Ante estos movimientos, desde la triste y gris España ¿qué se hace? El desprecio, la ignorancia y lo más grave, juegan con la misma carta de los símbolos vacíos y las frases hechas, se refugian en leyes negándose a todo diálogo y negociación, dándole más alas a los que no quieren formar parte de un proyecto común. Porque esta es la idea final, la de que todos formamos parte de un proyecto común del cual todos debemos tirar juntos, porque la suma nos hace más fuertes, pero si no hay una apuesta por un proyecto común, si no hay una idea clara de que no se puede combatir al fuego con el fuego, de que no se les dice a los catalanes que queremos que sigan con nosotros en vez de alejarlos cada vez más, porque somos los mismo, mal que les pese a algunos, esta realidad diferenciadora siempre existirá y por lo tanto viviremos ante el mismo problema una y otra vez, dejándoselo como herencia a las futuras generaciones.

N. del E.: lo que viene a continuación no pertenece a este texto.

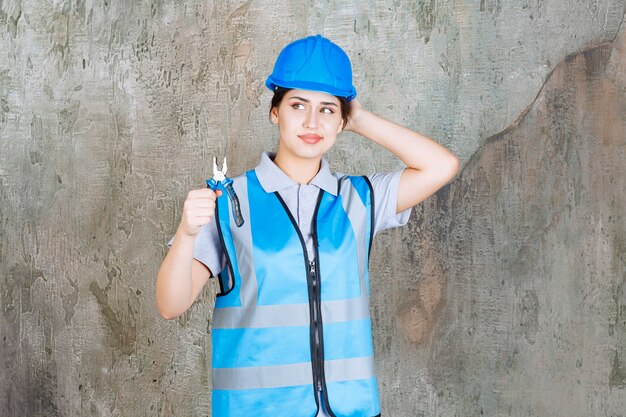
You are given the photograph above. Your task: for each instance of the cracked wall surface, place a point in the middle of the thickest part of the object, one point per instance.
(504, 296)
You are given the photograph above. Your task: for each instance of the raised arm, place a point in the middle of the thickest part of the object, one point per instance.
(430, 166)
(181, 277)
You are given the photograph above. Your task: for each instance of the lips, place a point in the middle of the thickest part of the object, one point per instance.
(310, 138)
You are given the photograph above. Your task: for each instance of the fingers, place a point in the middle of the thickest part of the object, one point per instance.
(198, 209)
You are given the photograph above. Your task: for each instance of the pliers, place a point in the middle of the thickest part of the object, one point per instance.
(220, 178)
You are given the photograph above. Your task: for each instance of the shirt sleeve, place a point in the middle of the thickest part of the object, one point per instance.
(208, 248)
(385, 186)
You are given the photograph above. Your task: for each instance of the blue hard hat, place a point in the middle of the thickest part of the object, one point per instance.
(313, 63)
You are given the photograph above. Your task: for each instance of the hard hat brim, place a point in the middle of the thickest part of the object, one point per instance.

            A título personal, yo siempre lo he tenido bien claro, abogo por la eliminación o merma de las diferencias entre las personas y uno de los elementos que genera más diferencias son las barreras políticas, por lo tanto no comparto la idea de independencia, sin embargo, si entiendo y respeto el deseo de un pueblo de ser consultado sobre su presente y su futuro, a eso se le llama democracia, Aunque dicha consulta no puede ser llevada a cabo desde la ilegalidad, porque a eso se llama golpe de estado, hay que llegar a un acuerdo de consulta. Y a estas alturas, enarbolar banderas, hablar de imposiciones o pecar de victimismo, no es ético, ni serio y ni mucho menos responsable, por lo que pido a los políticos, de ambas partes y de todos los partidos, que sean capaces de crear un proyecto común en el cuál nos sintamos todos cómodos y esperanzados para el futuro y eso solo se consigue mediante el dialogo. Las diferencias que existen hoy y que existirán mañana no son una realidad  del ciudadano, son un hecho del que los gobernantes son y serán responsables directos por sus palabras y sus actos y si eso va a ser su legado, nos sobran.